To the editor:
A juvenile coho salmon leapt out of the water in front of us just minutes after we finished removing a dike upstream from Toledo – the first wild fish to ride the afternoon tide to the marsh we were restoring along the Yaquina River.
It was an incredible sight. Not often in the restoration world, do we get such immediate feedback that the work we’re doing makes a difference.
In addition to providing food and shelter to young coho, tidal marshes like this nurture juvenile Chinook salmon, Dungeness crab, English sole, pacific herring, shiner perch, starry flounder, and steelhead. These species and many others that utilize these rich nursery areas are integral to Oregon’s commercial and recreational fishing economies as well as the birds and other wildlife that draw many thousands of visitors to our coast.
There were several other benefits to this project conducted by the Newport-based MidCoast Watersheds Council. Removing nearly 1,700 feet of old dike allowed brackish water to return to this 55-acre abandoned pasture, killing invasive plant species that took over in the absence of salty flows and clearing the way for native grasses, sedges and reeds to flourish again.

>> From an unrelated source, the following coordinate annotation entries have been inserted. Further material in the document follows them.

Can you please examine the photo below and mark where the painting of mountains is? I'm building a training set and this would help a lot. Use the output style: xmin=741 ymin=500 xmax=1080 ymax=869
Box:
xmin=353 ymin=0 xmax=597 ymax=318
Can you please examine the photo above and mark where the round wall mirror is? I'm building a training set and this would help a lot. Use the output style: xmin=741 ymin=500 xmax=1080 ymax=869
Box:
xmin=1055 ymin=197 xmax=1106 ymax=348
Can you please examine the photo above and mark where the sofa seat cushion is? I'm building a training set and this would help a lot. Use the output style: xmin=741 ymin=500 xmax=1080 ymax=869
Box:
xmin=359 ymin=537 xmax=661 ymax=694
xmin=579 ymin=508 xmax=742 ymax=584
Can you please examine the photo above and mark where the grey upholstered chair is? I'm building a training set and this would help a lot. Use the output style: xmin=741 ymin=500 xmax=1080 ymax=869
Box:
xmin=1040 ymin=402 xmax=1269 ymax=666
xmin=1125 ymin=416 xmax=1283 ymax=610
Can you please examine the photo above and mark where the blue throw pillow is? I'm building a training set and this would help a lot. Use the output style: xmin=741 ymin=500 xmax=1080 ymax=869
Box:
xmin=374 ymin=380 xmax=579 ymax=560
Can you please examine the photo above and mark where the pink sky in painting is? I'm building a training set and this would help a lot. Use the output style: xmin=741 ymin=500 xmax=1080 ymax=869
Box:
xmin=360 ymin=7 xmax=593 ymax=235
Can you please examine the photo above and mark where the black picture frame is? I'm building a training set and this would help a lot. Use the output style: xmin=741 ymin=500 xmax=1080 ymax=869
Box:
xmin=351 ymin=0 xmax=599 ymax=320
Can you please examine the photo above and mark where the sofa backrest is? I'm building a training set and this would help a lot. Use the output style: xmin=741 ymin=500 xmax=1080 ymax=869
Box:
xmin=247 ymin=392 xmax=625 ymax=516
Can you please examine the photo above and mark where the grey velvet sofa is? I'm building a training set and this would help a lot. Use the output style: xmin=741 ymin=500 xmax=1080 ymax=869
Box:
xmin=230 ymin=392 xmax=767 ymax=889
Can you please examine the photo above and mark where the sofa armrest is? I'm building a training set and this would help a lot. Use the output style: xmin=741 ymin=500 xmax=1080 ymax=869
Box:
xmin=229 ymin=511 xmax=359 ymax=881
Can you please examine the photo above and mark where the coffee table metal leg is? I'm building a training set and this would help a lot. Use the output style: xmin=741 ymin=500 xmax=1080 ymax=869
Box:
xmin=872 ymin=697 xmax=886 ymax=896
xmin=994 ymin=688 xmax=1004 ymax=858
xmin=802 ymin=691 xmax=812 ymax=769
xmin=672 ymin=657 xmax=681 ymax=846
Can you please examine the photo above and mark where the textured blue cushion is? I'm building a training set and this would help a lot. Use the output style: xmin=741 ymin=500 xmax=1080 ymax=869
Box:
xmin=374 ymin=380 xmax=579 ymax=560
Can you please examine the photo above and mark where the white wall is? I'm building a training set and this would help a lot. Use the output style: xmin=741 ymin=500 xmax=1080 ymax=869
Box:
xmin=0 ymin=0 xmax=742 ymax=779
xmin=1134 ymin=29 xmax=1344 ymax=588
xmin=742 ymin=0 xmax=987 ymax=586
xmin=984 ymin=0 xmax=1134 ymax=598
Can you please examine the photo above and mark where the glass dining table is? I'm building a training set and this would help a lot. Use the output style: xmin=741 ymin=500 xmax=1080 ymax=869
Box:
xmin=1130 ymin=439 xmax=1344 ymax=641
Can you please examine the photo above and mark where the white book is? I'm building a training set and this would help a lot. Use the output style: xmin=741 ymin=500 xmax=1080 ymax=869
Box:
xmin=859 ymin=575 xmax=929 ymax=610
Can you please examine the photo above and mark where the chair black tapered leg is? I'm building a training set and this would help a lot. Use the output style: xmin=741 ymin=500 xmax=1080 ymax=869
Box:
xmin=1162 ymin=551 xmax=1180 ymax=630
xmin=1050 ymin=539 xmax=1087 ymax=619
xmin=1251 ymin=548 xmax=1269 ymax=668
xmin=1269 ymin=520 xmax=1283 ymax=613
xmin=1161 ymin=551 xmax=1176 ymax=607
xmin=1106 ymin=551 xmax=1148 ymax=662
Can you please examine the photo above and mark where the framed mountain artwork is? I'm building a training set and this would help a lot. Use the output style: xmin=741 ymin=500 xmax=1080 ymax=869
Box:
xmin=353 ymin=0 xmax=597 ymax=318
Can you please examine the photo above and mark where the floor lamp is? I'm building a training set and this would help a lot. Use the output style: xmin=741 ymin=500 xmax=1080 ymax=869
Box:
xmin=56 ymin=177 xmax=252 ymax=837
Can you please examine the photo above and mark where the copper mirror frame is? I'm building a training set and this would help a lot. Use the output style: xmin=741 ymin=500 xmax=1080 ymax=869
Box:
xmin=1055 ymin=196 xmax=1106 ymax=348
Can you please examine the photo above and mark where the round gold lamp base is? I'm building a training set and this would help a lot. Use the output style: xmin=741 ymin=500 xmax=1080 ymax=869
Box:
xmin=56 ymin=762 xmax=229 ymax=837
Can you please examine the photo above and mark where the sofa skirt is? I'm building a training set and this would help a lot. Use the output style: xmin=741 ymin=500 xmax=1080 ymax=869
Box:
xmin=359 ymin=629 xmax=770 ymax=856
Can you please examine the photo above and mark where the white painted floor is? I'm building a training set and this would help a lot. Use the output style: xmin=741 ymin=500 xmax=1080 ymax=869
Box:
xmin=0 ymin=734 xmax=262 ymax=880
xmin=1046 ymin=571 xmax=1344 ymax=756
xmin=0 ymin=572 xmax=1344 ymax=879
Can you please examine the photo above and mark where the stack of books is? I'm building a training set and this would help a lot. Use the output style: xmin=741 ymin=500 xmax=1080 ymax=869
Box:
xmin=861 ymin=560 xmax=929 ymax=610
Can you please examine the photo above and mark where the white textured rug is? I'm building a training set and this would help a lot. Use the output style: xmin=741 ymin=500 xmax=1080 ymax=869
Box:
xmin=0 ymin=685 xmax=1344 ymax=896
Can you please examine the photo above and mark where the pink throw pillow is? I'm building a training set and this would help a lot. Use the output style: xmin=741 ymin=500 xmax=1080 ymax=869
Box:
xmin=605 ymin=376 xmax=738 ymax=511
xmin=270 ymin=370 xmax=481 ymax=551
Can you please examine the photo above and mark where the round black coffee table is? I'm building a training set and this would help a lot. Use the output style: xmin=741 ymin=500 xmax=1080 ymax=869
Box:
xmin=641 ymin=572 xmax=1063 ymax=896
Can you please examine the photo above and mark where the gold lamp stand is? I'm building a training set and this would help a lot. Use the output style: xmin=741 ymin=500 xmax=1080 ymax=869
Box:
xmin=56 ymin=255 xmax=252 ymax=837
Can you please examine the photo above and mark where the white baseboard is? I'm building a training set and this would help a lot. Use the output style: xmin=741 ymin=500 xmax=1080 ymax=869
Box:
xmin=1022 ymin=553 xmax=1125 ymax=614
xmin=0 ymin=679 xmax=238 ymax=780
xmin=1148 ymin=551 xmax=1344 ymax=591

These salt-tolerant plants, along with the Sitka spruce planted on slightly higher ground, are capturing and storing carbon in their deep roots and stems, sheltering fish and wildlife and helping slow the effects of climate change. It’s part of their natural lifecycle. We simply needed to give this tidal marsh the opportunity to heal itself.
With the recent passage of HB 3409, the Oregon Legislature and governor recognized the importance of applying restorative management principles to farms, forests and other natural and working lands to deal with climate change. It’s the sort of task that I and many thousands of people working and volunteering for the 100 watershed councils and soil and water conservation districts or working for fish and wildlife agencies and tribal governments have been doing for decades – whether it’s planting vegetation along streams or reconnecting rivers to floodplains, improving fish passage with bridges and larger culverts or installing fencing and livestock watering systems to protect river habitat and water quality. It also provides jobs for backhoe operators, engineers, biologists, nursery owners and tree planters among others.
And thanks to this new legislation, there’s a dedicated source of money to do more projects.
There are endless opportunities. As much as 70 percent of the state’s tidal marshes were lost to the same sort of dikes we removed along the Yaquina River in August 2020. Spruce swamps, one of the region’s most potent carbon sponges, used to occupy half of Oregon’s tidal wetlands. Now it’s only about 5 percent but protection and restoration opportunities remain.
Farms, forests, nurseries and communities will also benefit from the investments in long-term sustainable management that HB 3409 provides. For example, restored watersheds will have the capacity to capture and store more rainfall and snow melt, reducing downstream flood damage, easing future droughts and reducing wildfire risk.
We owe the Oregon Legislature and Gov. Tina Kotek our gratitude for enlisting some of our best natural allies in mitigating the threats posed by climate change. Our future – and the future of our fish, forests, farms and communities – depends on it.
- Fran Recht of Depoe Bay is the habitat program manager for the Pacific States Marine Fisheries Commission and is on the board of the MidCoast Watersheds Council.